Posted Sep 22 2008 11:03am
fibromyalgia If watching Michael Phelps become the greatest Olympian of all time has spurred you on to go to the pool then you may find it has extra benefits, particularly if you have fibromyalgia.

According to a new report from Spain and Portugal, a guided exercise program carried out in warm water can relieve the symptoms of fibromyalgia.

Fibromyalgia is a condition with no known cure and little to explain what causes it. Fibromyalgia is characterised by chronic, severe muscle pain and tenderness. Pain typically occurs in the neck and shoulders and leads to sleep problems, anxiety and depression. Approximately 90% of fibromyalgia patients are women.

33 women aged between 37 and 41 with fibromyalgia were studied and 17 were given a one hour supervised aquatic exercise session for a period of eight months. During the session the women took part in a warm-up, strengthening exercises, aerobics and a cool-down whilst in waist-high warm water.
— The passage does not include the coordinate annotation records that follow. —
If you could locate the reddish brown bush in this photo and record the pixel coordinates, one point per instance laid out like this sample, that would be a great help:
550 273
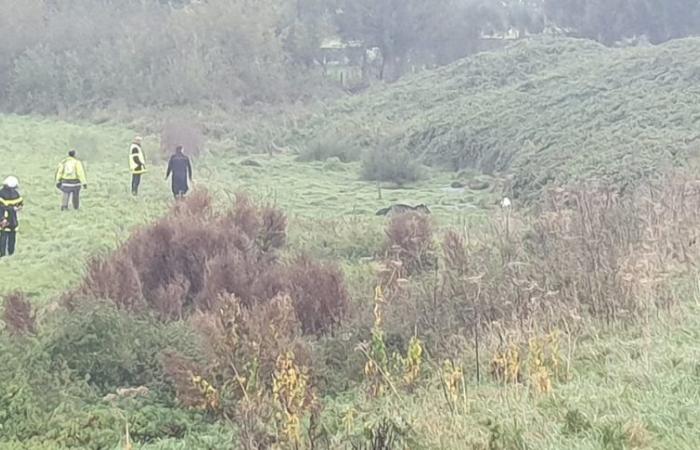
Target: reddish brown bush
320 297
410 240
189 259
18 315
244 343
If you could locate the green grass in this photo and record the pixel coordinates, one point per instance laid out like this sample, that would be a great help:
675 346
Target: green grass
54 246
630 388
544 110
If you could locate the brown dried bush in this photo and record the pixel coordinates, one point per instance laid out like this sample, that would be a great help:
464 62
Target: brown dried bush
588 253
189 259
320 296
410 240
18 315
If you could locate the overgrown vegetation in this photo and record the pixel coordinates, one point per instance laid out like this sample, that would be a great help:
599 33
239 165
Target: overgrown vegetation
229 336
542 111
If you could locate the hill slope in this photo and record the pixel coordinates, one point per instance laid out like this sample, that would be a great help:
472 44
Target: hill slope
545 110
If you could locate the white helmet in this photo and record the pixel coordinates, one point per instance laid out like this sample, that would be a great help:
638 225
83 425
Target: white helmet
11 182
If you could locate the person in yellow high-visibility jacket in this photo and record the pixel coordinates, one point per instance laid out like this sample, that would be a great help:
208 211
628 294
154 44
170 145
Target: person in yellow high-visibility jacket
137 164
70 177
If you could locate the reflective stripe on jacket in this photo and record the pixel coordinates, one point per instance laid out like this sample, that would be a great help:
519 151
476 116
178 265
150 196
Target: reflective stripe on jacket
10 204
71 172
137 161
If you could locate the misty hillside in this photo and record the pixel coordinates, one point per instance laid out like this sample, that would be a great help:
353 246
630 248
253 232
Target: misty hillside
542 110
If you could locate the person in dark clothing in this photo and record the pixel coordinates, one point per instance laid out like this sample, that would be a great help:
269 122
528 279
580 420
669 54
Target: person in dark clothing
181 169
10 204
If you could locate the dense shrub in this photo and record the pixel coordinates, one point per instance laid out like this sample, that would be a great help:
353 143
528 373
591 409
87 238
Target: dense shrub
387 164
590 252
110 349
94 55
319 294
410 240
171 270
18 315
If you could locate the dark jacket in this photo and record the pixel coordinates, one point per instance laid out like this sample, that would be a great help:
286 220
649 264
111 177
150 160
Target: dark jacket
10 202
181 169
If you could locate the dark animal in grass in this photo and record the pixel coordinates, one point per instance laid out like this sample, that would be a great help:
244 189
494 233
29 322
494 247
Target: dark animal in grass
401 209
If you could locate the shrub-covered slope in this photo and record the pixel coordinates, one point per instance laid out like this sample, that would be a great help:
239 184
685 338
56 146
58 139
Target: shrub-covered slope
543 110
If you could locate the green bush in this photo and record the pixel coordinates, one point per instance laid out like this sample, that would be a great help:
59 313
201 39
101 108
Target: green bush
386 164
330 146
110 349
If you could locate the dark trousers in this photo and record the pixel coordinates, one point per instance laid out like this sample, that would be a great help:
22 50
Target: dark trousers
135 182
180 187
8 239
70 193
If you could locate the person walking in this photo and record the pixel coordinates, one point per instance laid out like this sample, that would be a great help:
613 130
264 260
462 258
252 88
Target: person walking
137 164
10 204
70 178
181 169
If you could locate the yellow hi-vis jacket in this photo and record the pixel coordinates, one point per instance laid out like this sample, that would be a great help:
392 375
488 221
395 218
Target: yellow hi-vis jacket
71 173
137 161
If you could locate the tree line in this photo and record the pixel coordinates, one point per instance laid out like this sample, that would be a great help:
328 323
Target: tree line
57 54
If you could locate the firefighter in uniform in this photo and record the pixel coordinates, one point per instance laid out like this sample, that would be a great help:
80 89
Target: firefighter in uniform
137 164
70 178
10 204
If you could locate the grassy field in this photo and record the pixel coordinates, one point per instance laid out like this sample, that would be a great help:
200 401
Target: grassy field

The remainder of the group had to remain sedentary.

The results published in the journal Arthritis Research & Therapy showed that women who exercised in the water had reduced symptoms and an improvement to overall health.

So there's no need to try and compete with Michael Phelps if you want to improve your fibromyalgia symptoms. A simple aquatic exercise regime can be beneficial and cost-effective. Consider therapies that use relaxation techniques and hydrotherapy to help with fibromyalgia.